A powerful motivation to reverse that process, is that creativity – alongside imagination, curiosity and intuition – will be one of the most employable skillsets going forward, as it can’t be programmed into AI yet.
In the business environment, Wardle says changing the demographics around the boardroom table is a powerful way to combat groupthink and encourage creative solutions. He’s also a fan of including “naïve experts” – people who can ask the silly questions and throw out the audacious idea that sparks something new.
One way of nurturing creativity, says Mahmoud Abdelrahman, Head of HUED and one of the Arab world’s top experts on service design, is to change your perspective. “Your sweetest dream and your worst nightmare are one and the same. The only difference is that you see yourself as the hero in one and as the victim in the other.”
In conversation with Wardle at Tanween 2020, Abdelrahman implores business executives to go beyond the unnecessary and to imagine the impossible.
For their book The Innovator’s DNA: Mastering the Five Skills of Disruptive Innovators, authors Jeff Dyer and Hal Gregersen worked with innovation guru Clayton M. Christensen to conduct extensive interviews with more than 5,000 inventors, game-changing innovators and executives, from Apple’s Steve Jobs and Amazon’s Jeff Bezos to eBay’s Pierre Omidyar and P&G’s A.G. Lafley. They maintain you could be as innovative and impactful as the most creative people in business – if you adopt the five behaviors that comprise the building blocks of the “Innovator’s DNA,” as summarized by Linda Naiman, founder of Creativity Work:
- Associating: drawing connections between questions, problems, or ideas from unrelated fields.
- Questioning: posing queries that challenge common wisdom.
- Observing: scrutinizing the behavior of customers, suppliers, and competitors to identify new ways of doing things.
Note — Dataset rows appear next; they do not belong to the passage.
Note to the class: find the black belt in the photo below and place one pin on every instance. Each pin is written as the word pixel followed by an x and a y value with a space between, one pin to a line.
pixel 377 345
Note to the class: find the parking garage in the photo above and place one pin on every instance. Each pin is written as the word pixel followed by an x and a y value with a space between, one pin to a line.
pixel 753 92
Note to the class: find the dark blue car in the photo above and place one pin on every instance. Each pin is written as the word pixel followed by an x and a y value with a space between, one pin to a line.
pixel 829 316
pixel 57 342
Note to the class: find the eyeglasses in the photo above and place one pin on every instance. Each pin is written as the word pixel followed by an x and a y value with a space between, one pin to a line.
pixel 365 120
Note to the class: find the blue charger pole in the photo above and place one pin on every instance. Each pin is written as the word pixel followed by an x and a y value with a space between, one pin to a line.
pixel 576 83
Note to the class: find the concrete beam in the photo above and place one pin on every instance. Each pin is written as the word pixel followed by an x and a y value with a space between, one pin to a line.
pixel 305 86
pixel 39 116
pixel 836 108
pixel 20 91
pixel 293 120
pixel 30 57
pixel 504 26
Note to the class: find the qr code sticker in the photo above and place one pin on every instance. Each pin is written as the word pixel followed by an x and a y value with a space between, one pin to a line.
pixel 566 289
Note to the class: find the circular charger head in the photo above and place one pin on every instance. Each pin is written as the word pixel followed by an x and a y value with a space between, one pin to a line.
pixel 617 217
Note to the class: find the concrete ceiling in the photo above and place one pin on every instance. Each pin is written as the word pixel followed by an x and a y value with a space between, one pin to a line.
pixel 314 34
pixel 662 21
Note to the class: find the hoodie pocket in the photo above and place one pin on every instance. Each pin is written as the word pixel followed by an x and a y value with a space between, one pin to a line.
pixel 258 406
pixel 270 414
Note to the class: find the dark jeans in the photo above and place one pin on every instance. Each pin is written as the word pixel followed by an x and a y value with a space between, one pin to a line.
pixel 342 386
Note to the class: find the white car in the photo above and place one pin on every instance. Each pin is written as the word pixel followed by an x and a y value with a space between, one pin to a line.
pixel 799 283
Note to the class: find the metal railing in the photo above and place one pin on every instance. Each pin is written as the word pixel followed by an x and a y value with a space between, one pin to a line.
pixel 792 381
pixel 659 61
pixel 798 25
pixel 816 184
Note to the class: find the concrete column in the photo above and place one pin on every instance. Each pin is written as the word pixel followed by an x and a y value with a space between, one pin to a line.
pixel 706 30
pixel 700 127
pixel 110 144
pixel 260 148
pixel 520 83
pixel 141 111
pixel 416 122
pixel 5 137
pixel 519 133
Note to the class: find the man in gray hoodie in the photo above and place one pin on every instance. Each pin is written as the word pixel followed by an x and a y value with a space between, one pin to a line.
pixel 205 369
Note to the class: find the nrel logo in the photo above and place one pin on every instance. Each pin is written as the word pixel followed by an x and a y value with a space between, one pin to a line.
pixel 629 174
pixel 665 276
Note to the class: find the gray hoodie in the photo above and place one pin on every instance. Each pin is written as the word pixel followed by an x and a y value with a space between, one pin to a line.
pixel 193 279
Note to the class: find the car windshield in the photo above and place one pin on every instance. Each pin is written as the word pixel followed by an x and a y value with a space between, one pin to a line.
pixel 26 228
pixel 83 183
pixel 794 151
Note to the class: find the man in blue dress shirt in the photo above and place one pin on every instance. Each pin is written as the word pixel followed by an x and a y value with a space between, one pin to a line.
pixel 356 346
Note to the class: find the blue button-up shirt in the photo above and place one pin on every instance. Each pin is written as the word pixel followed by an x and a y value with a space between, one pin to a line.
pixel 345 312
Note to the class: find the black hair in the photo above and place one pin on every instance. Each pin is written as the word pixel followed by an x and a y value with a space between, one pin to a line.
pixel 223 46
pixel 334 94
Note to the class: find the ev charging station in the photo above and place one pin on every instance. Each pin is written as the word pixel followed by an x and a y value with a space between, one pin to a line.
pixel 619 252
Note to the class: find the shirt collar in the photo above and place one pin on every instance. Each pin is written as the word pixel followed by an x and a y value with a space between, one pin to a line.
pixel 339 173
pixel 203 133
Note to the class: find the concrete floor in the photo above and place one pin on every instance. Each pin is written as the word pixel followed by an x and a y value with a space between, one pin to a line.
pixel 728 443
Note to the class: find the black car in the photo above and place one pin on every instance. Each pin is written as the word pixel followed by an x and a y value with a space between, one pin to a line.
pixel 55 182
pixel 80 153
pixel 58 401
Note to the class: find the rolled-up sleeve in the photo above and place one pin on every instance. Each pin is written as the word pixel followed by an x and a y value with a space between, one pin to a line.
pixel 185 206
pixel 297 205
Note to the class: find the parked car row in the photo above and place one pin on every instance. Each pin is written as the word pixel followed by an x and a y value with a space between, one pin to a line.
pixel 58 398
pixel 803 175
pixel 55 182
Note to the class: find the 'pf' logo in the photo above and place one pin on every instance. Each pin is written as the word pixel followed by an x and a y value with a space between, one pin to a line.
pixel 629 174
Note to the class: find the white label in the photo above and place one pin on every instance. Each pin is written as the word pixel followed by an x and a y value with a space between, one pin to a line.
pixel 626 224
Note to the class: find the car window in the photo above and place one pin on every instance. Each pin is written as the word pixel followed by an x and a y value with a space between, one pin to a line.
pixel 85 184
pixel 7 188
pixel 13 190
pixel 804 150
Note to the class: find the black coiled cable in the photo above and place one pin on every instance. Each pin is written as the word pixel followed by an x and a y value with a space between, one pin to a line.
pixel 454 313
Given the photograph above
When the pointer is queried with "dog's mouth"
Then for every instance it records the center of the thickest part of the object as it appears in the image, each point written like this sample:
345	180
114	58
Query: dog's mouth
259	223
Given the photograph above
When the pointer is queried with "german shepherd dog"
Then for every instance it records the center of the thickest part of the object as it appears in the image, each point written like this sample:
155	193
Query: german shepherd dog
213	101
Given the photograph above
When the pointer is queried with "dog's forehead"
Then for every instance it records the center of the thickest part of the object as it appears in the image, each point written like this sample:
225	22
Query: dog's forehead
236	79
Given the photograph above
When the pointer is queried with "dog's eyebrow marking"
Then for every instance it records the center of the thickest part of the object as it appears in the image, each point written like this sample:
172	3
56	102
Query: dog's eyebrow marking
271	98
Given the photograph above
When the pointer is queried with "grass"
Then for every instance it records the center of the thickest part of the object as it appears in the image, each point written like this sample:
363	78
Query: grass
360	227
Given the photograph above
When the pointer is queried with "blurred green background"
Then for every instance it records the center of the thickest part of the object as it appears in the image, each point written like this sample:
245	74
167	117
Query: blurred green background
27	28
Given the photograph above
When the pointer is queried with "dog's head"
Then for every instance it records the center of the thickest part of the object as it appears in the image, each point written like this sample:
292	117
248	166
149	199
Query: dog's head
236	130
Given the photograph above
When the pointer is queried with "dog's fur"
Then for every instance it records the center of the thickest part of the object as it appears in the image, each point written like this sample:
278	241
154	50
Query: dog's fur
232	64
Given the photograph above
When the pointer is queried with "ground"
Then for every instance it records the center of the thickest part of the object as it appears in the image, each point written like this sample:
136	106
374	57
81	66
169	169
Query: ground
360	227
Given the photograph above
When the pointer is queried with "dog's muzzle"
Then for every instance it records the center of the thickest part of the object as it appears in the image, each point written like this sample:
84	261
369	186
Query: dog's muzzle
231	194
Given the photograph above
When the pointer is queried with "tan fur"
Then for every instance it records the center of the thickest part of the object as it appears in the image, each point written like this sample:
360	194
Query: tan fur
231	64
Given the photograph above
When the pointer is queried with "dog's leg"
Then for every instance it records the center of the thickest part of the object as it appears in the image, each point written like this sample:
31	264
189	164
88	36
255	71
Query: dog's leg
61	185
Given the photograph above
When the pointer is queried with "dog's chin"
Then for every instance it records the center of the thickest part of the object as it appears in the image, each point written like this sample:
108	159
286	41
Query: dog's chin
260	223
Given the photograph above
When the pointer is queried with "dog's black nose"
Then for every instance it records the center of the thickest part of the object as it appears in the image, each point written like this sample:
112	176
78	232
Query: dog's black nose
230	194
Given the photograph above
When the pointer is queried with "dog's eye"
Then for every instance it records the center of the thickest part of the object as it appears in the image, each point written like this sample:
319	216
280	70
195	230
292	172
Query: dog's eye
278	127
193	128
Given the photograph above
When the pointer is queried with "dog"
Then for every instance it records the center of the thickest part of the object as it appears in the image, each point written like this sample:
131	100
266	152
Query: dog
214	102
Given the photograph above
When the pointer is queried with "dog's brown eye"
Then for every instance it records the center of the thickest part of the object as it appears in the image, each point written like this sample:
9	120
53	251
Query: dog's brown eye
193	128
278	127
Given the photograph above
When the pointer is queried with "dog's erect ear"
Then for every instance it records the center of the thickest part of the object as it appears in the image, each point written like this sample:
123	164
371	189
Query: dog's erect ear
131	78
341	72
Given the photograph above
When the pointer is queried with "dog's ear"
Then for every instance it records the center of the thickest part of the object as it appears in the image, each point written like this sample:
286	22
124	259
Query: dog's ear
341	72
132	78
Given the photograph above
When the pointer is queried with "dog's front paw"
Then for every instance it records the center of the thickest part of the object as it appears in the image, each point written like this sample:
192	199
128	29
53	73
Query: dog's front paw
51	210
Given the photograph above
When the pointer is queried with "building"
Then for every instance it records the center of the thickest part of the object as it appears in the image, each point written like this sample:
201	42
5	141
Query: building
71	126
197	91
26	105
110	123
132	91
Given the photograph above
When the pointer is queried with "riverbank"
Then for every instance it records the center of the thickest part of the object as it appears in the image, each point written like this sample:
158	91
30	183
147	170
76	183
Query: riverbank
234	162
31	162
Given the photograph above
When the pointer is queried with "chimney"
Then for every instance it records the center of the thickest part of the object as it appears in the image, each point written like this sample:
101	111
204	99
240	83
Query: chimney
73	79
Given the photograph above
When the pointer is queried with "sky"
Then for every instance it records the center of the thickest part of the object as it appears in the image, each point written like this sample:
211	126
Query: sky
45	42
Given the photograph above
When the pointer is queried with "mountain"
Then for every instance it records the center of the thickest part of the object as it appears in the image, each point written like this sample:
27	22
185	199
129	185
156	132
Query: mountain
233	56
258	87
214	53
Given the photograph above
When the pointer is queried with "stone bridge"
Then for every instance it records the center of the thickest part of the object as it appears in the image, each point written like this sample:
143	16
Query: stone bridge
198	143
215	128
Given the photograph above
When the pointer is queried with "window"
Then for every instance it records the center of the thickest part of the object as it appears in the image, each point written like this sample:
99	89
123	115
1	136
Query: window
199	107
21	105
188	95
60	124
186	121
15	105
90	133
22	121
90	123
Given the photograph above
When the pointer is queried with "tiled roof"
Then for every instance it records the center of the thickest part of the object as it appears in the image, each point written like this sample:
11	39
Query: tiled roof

- Networking: meeting people with different ideas and perspectives.
- Experimenting: constructing interactive experiences and provoking unorthodox responses to see what insights emerge.
Wardle says creativity is “the ability to have an idea – we can all do it.” He then emphasizes taking action as the next step. “Innovation is the ability to get it done.” One way to achieve that, he says, is to switch to a collaborative mindset in the ideation process, and have the team take ownership thereof.
And if it doesn’t work, move on. As Joel Falconer, editor, content marketer, product manager and writer, explains on Lifehack.org, which calls itself the University of Life: “Treat creativity like an enemy in a strategy game; if one thing isn’t working, don’t keep trying until you give up. Try a new strategy. Run through the whole list, not just the first tip.”